Um mehr darüber herauszufinden, was über Infektionen und Krankheiten bei Tieren bekannt ist, taten sich Forschende der Veterinärmedizinischen Universität Wien (Vetmed-Uni) und des Complexity Science Hub (CSH) Vienna zusammen. Sie zeigen anhand der international gesammelten Daten, dass Sars-CoV-2 zu einer Gefahr unbekannter Größe für die Tiergesundheit werden könne, wie die Studienleiterin Amélie Desvars-Larrive zusammenfasst.

Dass das Virus vom Menschen aus wieder ins Tierreich zurückschwappen kann, wurde erstmals im Februar 2020 bestätigt, schreibt das Forschungsteam im Fachblatt "Scientific Data". Damals hatte sich ein Hund in Hong Kong durch seinen Besitzer mit dem Virus infiziert.

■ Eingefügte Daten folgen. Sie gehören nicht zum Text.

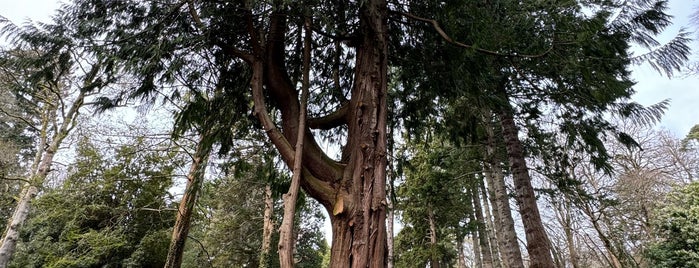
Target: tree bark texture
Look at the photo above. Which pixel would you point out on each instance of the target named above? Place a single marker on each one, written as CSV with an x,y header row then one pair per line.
x,y
267,228
537,241
483,240
489,225
40,170
353,190
195,177
286,231
504,223
434,260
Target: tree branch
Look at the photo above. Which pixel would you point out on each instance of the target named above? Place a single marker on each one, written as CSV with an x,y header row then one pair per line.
x,y
447,38
332,120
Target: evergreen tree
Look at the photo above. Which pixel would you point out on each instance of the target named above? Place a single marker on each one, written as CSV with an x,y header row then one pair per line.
x,y
113,210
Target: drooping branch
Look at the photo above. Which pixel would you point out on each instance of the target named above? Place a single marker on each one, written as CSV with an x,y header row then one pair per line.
x,y
332,120
447,38
285,95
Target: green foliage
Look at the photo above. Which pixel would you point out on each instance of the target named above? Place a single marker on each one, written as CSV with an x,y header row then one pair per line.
x,y
229,220
678,230
107,213
435,187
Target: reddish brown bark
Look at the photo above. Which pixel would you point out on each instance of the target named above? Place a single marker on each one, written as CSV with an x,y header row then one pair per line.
x,y
353,191
195,177
504,223
537,240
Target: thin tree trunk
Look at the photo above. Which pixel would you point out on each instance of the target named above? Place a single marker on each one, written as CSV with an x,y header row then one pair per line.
x,y
490,226
434,261
568,229
477,256
267,229
389,223
195,177
461,261
483,241
286,231
537,240
30,189
504,223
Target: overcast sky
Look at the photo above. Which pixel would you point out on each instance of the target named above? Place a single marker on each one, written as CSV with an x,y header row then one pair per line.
x,y
651,87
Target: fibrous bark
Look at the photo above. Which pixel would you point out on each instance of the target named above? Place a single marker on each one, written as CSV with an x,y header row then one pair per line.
x,y
195,177
504,223
353,191
286,239
537,240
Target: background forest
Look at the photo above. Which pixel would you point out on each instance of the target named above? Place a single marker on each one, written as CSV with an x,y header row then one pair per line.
x,y
202,133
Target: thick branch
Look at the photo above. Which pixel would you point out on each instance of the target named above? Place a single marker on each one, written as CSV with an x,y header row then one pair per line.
x,y
286,98
332,120
447,38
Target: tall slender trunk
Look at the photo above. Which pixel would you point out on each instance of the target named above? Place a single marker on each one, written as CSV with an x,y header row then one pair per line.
x,y
504,223
286,231
477,256
434,259
461,261
267,229
483,241
389,223
566,221
537,241
41,170
195,177
489,226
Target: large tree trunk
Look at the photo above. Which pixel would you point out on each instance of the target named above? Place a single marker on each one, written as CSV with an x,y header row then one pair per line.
x,y
286,231
267,229
537,240
389,238
359,226
504,223
195,177
354,189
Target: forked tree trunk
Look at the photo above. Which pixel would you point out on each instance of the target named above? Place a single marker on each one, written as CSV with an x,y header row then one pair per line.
x,y
286,231
267,229
504,223
353,190
537,240
195,177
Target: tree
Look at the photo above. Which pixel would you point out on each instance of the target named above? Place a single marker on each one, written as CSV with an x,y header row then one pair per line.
x,y
678,229
113,209
434,204
351,188
531,60
52,77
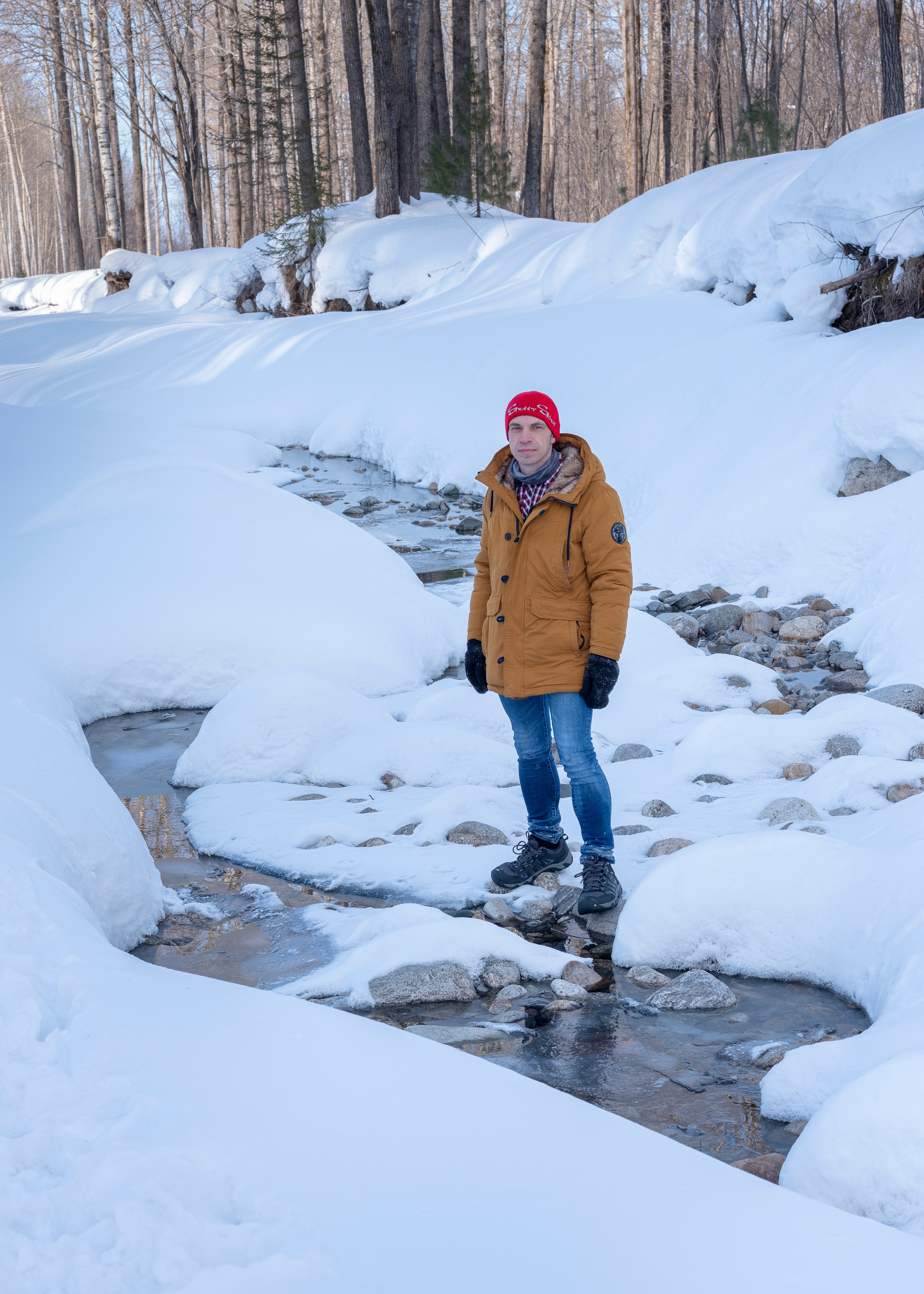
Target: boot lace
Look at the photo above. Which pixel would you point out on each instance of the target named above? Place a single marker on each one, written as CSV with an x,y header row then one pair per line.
x,y
594,873
530,848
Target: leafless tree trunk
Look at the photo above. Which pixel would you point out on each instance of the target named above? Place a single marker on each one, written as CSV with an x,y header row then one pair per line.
x,y
890,14
496,60
802,74
842,83
356,91
387,202
298,87
104,139
715,135
632,91
594,109
667,87
138,167
426,98
461,73
694,142
70,209
532,178
404,98
440,91
549,124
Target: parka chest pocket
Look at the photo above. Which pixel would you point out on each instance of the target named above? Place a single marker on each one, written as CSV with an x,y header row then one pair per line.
x,y
565,624
492,637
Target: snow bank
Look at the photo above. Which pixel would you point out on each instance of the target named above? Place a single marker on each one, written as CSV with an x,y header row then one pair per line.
x,y
64,831
48,294
266,825
794,906
288,725
177,569
377,943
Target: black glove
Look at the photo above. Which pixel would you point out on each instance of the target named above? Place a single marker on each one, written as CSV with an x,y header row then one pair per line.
x,y
600,680
477,667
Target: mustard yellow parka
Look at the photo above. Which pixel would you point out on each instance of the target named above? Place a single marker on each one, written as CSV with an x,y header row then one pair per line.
x,y
554,588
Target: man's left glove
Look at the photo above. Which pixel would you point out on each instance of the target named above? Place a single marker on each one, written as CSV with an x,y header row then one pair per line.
x,y
600,680
477,667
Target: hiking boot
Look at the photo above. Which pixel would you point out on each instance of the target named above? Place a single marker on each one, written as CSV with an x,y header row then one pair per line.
x,y
534,857
601,888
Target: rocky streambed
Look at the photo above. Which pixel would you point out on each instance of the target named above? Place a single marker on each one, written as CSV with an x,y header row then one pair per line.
x,y
683,1054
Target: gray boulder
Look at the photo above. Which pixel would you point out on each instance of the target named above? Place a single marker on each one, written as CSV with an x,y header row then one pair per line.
x,y
442,981
497,910
477,834
906,697
580,974
658,809
719,619
646,977
848,681
685,627
547,881
902,791
864,476
602,926
631,751
695,990
688,601
803,629
564,900
759,623
499,972
789,809
535,910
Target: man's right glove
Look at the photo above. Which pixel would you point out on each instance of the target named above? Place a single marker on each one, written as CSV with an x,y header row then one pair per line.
x,y
476,666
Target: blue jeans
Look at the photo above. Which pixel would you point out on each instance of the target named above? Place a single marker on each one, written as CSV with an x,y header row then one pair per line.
x,y
534,720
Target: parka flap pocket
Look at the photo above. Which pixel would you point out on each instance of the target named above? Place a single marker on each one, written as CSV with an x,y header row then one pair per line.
x,y
550,609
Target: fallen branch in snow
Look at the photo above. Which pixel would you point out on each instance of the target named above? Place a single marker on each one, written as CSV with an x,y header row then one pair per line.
x,y
860,277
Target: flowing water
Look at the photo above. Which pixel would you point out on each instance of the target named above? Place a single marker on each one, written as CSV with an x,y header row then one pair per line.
x,y
668,1072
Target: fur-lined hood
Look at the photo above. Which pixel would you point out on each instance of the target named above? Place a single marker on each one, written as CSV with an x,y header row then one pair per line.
x,y
579,468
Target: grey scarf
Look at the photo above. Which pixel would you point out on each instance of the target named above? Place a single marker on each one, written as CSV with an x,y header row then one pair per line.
x,y
539,478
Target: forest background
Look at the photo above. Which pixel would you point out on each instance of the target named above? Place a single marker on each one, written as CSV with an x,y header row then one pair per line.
x,y
165,125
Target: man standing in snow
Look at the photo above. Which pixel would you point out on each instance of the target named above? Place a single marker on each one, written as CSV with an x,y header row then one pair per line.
x,y
545,631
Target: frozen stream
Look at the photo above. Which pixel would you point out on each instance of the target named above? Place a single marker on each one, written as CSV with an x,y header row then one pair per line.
x,y
664,1072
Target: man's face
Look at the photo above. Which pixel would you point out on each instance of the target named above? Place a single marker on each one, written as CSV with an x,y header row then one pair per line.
x,y
531,443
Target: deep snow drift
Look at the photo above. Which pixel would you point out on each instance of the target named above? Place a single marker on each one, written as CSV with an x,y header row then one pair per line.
x,y
151,561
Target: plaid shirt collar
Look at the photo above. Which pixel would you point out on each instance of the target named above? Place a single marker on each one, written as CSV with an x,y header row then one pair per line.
x,y
529,496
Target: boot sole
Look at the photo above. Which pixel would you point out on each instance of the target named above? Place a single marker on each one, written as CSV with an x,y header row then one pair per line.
x,y
606,908
553,867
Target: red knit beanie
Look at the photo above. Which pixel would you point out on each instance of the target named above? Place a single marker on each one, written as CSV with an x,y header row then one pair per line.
x,y
536,404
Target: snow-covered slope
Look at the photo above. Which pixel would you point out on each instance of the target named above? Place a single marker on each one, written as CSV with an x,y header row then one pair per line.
x,y
147,562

Auch Haustiere können im Übrigen wiederum Menschen anstecken – in Thailand wurde zuletzt erstmals ein Fall dokumentiert, bei dem eine Katze einen Menschen durch Anniesen infizierte.

Sterblichkeit und zunehmende Infektionen

Umfangreiche Daten zu Coronainfektionen in der Tierwelt habe es bisher allerdings nicht gegeben, berichten die Forschenden. Die "Sars-Ani" genannte Datensammlung, in die Fälle aus zwei Meldesystemen Einzug fanden, soll nun ein klareres Bild der epidemiologischen Lage im Tierreich, dort vorkommender Varianten und Ansteckungswege sowie der Verbreitungsgefahr, die von Tieren ausgeht, ermöglichen.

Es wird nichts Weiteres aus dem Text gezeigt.